Many nurses physically and emotionally abused

 

The Canadian Press

 

EDMONTON -- Nurses face high rates of emotional and physical abuse on the job, but most don't tell anyone about it, a new study indicates.

 

 The amount of abuse nurses suffer is "surprisingly high and we're very disturbed about the under-reporting," said nursing professor Carole Estabrooks at the University of Alberta.

 

 The abuse could affect the quality of care patients receive and make it difficult for hospitals to recruit and keep nurses, she added.

 

 Patients were the most common source of abuse, but relatives, doctors and other nurses were also culprits.

 

 The study of 6,500 hospital-based registered nurses in 1998 found:

 

-   38 per cent said they had been emotionally abused within their last five shifts.

-   About 18 per cent said they had been threatened with assault.

-   17 per cent said they had been physically assaulted.

-   Almost eight per cent said they suffered verbal sexual abuse.

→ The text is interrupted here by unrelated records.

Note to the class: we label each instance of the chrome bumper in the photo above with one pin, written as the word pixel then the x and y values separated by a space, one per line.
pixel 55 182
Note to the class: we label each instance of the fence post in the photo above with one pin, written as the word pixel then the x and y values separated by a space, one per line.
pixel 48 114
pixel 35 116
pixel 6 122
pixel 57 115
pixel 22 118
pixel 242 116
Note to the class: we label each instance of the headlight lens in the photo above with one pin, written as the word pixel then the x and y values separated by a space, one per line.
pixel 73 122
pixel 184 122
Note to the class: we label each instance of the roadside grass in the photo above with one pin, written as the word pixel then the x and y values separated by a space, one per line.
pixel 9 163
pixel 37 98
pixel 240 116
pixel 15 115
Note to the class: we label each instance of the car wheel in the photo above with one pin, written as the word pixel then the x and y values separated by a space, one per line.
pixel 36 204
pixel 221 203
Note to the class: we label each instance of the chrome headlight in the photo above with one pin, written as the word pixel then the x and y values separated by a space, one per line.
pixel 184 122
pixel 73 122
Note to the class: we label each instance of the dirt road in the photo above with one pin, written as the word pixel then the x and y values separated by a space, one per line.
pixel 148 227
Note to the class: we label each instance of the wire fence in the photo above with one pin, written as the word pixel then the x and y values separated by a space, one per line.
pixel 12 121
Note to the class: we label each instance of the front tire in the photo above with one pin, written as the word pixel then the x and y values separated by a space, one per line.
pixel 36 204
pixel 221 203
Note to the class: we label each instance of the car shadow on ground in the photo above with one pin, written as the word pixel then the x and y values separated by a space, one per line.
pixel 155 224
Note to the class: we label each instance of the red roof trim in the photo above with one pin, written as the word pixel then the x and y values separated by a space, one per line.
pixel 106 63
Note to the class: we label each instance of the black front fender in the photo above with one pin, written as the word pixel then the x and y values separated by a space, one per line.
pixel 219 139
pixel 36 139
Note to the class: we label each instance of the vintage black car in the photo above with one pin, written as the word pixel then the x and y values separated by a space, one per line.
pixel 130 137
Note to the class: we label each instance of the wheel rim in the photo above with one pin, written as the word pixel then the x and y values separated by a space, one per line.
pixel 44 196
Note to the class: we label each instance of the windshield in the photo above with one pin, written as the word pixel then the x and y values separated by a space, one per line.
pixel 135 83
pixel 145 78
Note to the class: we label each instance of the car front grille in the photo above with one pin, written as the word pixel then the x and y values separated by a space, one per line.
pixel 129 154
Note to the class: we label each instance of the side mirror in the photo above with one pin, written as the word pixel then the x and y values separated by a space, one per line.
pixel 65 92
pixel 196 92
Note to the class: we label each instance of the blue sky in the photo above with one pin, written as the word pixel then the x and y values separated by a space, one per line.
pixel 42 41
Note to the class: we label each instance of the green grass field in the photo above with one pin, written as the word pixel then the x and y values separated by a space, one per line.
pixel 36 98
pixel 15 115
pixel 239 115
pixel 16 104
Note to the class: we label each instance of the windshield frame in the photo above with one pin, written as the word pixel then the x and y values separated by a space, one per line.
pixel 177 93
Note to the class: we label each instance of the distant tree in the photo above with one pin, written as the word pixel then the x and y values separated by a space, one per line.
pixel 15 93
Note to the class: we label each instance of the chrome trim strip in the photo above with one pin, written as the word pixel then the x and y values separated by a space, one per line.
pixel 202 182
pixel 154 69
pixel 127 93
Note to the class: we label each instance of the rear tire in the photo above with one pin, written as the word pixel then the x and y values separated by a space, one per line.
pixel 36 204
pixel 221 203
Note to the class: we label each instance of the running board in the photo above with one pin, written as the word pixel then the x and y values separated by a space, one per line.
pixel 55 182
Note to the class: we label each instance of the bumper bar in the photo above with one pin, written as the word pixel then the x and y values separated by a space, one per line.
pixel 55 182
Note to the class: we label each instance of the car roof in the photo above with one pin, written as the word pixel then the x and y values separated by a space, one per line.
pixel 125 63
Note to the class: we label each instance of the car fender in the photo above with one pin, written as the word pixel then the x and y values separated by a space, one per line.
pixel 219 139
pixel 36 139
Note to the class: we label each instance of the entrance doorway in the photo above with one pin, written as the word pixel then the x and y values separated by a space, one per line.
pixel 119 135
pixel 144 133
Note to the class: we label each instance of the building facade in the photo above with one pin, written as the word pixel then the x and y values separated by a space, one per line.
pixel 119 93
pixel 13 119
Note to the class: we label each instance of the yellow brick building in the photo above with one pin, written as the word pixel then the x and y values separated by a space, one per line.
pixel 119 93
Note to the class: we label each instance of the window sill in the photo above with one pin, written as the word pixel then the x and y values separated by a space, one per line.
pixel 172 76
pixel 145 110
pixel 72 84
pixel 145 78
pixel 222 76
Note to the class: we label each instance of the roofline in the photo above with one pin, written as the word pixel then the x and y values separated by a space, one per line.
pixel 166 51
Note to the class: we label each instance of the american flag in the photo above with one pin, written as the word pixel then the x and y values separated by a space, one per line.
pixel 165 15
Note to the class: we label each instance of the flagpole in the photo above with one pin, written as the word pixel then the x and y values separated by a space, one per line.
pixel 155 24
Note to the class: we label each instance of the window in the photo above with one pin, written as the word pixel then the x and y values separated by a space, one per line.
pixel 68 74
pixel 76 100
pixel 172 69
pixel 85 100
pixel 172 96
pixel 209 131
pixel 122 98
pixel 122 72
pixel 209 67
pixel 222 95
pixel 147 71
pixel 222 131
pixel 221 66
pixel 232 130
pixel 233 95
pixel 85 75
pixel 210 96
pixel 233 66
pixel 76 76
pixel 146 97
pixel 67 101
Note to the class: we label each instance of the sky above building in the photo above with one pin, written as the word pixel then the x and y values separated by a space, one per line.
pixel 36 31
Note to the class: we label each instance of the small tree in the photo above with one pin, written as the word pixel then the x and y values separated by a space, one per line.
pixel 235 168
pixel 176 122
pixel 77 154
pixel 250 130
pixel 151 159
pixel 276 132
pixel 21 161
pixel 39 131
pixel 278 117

-   Half of one per cent said they had been sexually assaulted.

 

Fewer than half of those who said they had been abused reported it to anyone.

 

Estabrooks, the study's co-investigator, said the reasons for that are complicated, but probably have something to do with whether a nurse feels that taking abuse is part of the job.

 

Bev Dick, vice-president of the United Nurses of Alberta, said she sees a parallel with domestic abuse.

 

"We're dealing with something that goes back hundreds of years," she said. "Women have been socialized not to complain about these things. Nurses have been socialized even further."

 

Cuts in the 1990s made nurses more vulnerable to abuse because waiting times were longer in emergency rooms and nurses had less time to look after patients' needs, she said.

 

Estabrooks said she couldn't draw those conclusions based on the study.

 

Dick, a nurse for 27 years, said people do things to nurses they would never do to strangers.

 

"I've been punched and kicked and bitten and sworn at."

 

The study is part of a larger, international research project aimed at determining how the organization of nursing care affects patients. It is to be completed in August 2001.